Nacional
Bruno Nogueira

O texto censurado (e simplesmente emocionante) sobre a eutanásia

Sáb, 22/02/2020 - 13:04

Bruno Nogueira considerou a despenalização da eutanásia uma vitória da «liberdade de escolha» e escreveu um texto que foi aplaudido por centenas de pessoas e emocionou o País. Porém, parece que nem todos ficaram rendidos ao testemunho

Bruno Nogueira recorreu às redes sociais para partilhar um texto emotivo sobre a despenalização da eutanásia. Os cinco projetos de lei apresentados pelo PS, BE, PEV, PAN e Iniciativa Liberal, foram aprovados na Assembleia da República, esta quinta-feira, dia 20 de fevereiro, dando-se, agora, continuidade ao processo legislativo.

O humorista considerou ter sido a vitória da «liberdade de escolha» e escreveu um texto que foi aplaudido por centenas de pessoas e emocionou o País. Porém, parece que nem todos ficaram rendidos ao testemunho. O conteúdo acabou por ser denunciado e o Facebook eliminou a partilha. 

«Eliminámos o conteúdo que publicaste», lê-se numa mensagem partilhada por Bruno Nogueira no Instagram. «Recebemos uma denúncia de terceiros em como este conteúdo infringe os seus direitos», acrescenta a rede social. 

«Não há no texto um laivo incendiário ou insultuoso»

Feliz pela aprovação, mas revoltada pela censura, o humorista escreveu uma mensagem irónica: «Maravilhoso mundo livre». Foram dezenas os seguidores que sairam em defesa de Bruno e o também humorista Nuno Markl decidiu expressar a sua opinião. 

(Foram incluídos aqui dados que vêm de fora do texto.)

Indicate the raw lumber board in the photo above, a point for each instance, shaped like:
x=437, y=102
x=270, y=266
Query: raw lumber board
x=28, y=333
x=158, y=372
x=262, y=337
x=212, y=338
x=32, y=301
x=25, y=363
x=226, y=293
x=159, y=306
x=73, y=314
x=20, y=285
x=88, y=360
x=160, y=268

«O Bruno Nogueira escreveu no Facebook um texto decente, articulado, inteligente, dando a sua opinião sobre a lei da eutanásia. Não há no texto um laivo incendiário ou insultuoso - apenas uma opinião, bem escrita, até conciliadora, sobre a importância da liberdade de escolha. Aconteceu isto. Entretanto, posts xenófobos, violentos, insultuosos permanecem intocáveis - 'não achamos que vão contra os critérios e as regras etc etc', dizem eles. Um nojo absoluto», escreveu no Instagram. 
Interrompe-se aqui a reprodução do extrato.